The first thing I checked was not how much food I had left, but the phone. It was there, and thankfully unbroken, in spite of being thrown out of a train window and dropping fifteen feet onto rocks. The next thing I did was unscrew the lid from the plastic bottle of water in the side pocket and drink about a gallon. I was, I realized, extremely thirsty—I just hadn’t noticed.

So much water on an empty stomach made me feel even sicker, but I knew I had to eat something. I’d had nothing since the teacake in the cafe in Hastings, and that felt like several lifetimes ago. There were a few energy bars left at the bottom of the bag, and some instant noodles I had bought from the hostel. I didn’t have any way of heating the noodles, but I opened one and crunched the powdery shards dry, and then ate an energy bar.

Then, giving way to the urge that had been growing ever since my conversation with Cole, I pulled out the phone, opened up Signal, and called Hel on her mobile.

It rang. And rang.

And then Hel picked up.

“Hello?”

“It’s me,” I said without preamble. Hel let out an audible gasp, and I could hear her brain racing, trying to figure out what she could say.

“Should I call you back?” she said at last.

“Sure. Use Signal and this number.”

“Signal?”

“It’s an app. Encrypted.”

“Okay.” Two syllables, but I could hear the urgency vibrating in her voice. She was as desperate to talk to me as I was to her. She hung up, and I waited. And waited. It was getting cold, and dark, and I took the sleeping bag out from the rucksack, spread it in the shelter of a hedge, and climbed into it. I was just struggling with the zip when my phone buzzed, almost making me drop it. It was a Signal call from a number I didn’t recognize—a mobile number—and for a second my stomach flipped, thinking of Cole and the way he had duped me—but this was a voice call.

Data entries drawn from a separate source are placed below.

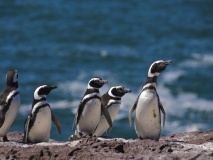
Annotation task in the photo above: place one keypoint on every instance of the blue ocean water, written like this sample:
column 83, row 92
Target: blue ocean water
column 66, row 43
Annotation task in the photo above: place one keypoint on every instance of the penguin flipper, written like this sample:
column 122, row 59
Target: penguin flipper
column 56, row 122
column 79, row 112
column 164, row 113
column 132, row 110
column 26, row 129
column 2, row 115
column 106, row 115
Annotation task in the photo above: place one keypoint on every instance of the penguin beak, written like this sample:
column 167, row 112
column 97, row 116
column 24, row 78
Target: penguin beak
column 50, row 88
column 167, row 62
column 126, row 90
column 102, row 82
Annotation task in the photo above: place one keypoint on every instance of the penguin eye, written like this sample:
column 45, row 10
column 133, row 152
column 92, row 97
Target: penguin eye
column 119, row 89
column 96, row 81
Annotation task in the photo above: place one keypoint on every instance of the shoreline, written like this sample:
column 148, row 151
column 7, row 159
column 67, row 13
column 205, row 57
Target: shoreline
column 188, row 145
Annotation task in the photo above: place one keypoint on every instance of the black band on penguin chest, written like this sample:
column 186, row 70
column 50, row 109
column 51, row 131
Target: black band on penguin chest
column 90, row 98
column 33, row 116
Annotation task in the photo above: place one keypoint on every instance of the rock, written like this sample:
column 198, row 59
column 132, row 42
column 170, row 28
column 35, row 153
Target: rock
column 190, row 145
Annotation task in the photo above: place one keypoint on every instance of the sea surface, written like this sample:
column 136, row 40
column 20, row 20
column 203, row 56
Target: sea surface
column 66, row 43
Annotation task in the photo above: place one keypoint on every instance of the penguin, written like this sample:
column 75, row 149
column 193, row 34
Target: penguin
column 9, row 103
column 148, row 106
column 90, row 109
column 39, row 121
column 112, row 101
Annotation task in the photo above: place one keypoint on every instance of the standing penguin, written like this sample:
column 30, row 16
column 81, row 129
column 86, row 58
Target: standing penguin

It had to be Hel, surely?

I picked up.

“Is this secure?” was the first thing Hel said. “I used Signal and I’m on a phone I bought yesterday from that phone shop on the high street, is that enough? I’m pretty sure the police are monitoring my other phone, but I don’t think they’ve bugged the house. Would they do that?”

“I don’t know. Maybe.” I tried to think, did it matter? As long as I didn’t say where I was, maybe not. “Fuck, Hel, it’s so good to talk to you.”

“Oh Jesus, Jack. Where are you? Are you okay? Are you really okay?” She sounded like she was on the verge of tears. “I was so worried when I didn’t hear anything from you. I knew the police couldn’t have found you, because they’re still tearing your house apart, and they’ve an unmarked car outside ours twenty-four/seven, but I had no idea if you were dead in a ditch. And your picture is all over the papers—did you know that? They made you sound like some kind of—”

“I know, I’m so sorry,” I said, breaking in gently. “I’m okay—but Hel, listen, has Cole been in touch with you?”